Tech Stocks Appear to Be a Haven From the Banking Crisis, for Now

Dow Jones2023-03-16

Technology stocks have remained relatively insulated from the turmoil rattling financial markets. How long that lasts is anyone's guess.

The tech and communication services groups in the S&P 500 -- home to the likes of Apple Inc., Microsoft Corp. and the parent companies of Facebook and Google -- have climbed 2.3% and 2.9%, respectively, in March, extending their 2023 gains.

The sectors have been bright spots in a stock market battered by worries about the health of the financial system. A sharp drop in bank stocks has dragged the S&P 500 down 2% this month, trimming its gains for the year to 1.4%. The only other segments in the green for March are utilities and consumer staples.

The rise in tech stocks has coincided with a plunge in government bond yields and hopes that the Federal Reserve is nearing the end of its campaign raising interest rates. Among the biggest gainers in March are Facebook parent Meta Platforms Inc., which has jumped 13%; Salesforce Inc., which has surged 12%; and networking-equipment provider Arista Networks Inc., which has climbed 11%.

Tech stocks were clobbered last year when the central bank began its tightening campaign and the market environment turned to favor investments that generated immediate cash for the holder. Low yields, on the other hand, make many investors willing to pay more for shares of tech companies that they expect to churn out outsize profits in the future.

The yield on the 10-year Treasury note, which affects everything from auto and student loans to mortgage debt, has dropped below 3.5% from above 4% in early March. Monday's yield decline on the two-year note, which is particularly sensitive to investors' interest rate expectations, was the sharpest since Black Monday in 1987.

And in the derivatives market, investors say it is a tossup whether the Fed will raise interest rates by a quarter-point next week or hold them steady. Some traders are again calling for the central bank to cut rates later this year.

"The writing on the wall is that between the stress on the banking sector and some other economic data out there, we're getting to the end point here with respect to interest rate hikes," said Don Calcagni, chief investment officer of Mercer Advisors.

The bounce in tech stocks is surprising to some investors, given the spillover risks from the collapse of Silicon Valley Bank, a big lender to venture capitalists and technology startups. The failure of the bank, which underwent a run on deposits, was the second-biggest in U.S. history. Signature Bank and Silvergate Capital Corp., both players in the cryptocurrency industry, also failed in recent days. The crisis in confidence crossed the Atlantic on Wednesday when Credit Suisse Group AG shares plumbed new lows.

Sylvia Jablonski, chief investment officer at Defiance ETFs, said she isn't surprised by investors' renewed appetite for tech stocks, given how badly they were battered last year. The tech and communication services groups fell about 30% and 40% in 2022, respectively, compared with a roughly 20% drop for the S&P 500.

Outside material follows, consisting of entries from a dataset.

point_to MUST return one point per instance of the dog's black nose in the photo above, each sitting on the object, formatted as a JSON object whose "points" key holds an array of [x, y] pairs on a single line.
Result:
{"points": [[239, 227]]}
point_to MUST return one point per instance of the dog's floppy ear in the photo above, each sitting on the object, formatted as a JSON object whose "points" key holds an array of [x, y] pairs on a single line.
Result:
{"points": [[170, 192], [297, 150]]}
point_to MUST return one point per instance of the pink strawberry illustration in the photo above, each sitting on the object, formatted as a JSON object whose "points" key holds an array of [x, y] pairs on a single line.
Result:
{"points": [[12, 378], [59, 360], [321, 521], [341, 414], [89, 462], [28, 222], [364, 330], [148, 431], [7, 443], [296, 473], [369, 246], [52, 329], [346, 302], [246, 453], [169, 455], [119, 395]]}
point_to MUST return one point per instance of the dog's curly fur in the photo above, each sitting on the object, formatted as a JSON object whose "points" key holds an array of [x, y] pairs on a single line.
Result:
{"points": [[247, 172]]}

"Do they deserve to be down that much? Probably not," she said.

Within the tech sector, semiconductor stocks have been among the biggest winners of late, partly because of the reopening of China's economy. Intel Corp. and Advanced Micro Devices Inc. have added 14% this month.

The turmoil in the banking sector has increased the chances of an economic downturn, and some investors say that bolsters the case for holding tech stocks. Jason Pride, chief investment officer of private wealth at Glenmede, said he sees tech as one of the few areas of the market with the potential to post growth during a recession.

"Technology stocks tend to have more stable businesses and more downside protection during more difficult times," said Mr. Pride, who added that he is still cautious on the segment because valuations remain elevated, leaving the group vulnerable to further declines.

The tech sector is trading at about 22.5 times its expected earnings over the next 12 months, and the communication services sector trades at around 15.4 times earnings. In comparison, the S&P 500's multiple is roughly 17.3.

It is difficult to make any longer-term predictions about the market's trajectory because investors don't yet fully understand how the crisis in the banking sector will unfold, how quickly inflation will ease or how the Fed will respond, Mr. Calcagni of Mercer Advisors said.

"We still don't know if there is another shoe to drop," he said. "It's very conceivable that the gains we've seen in tech, we give those back. There's so much stress and so much concern in the market."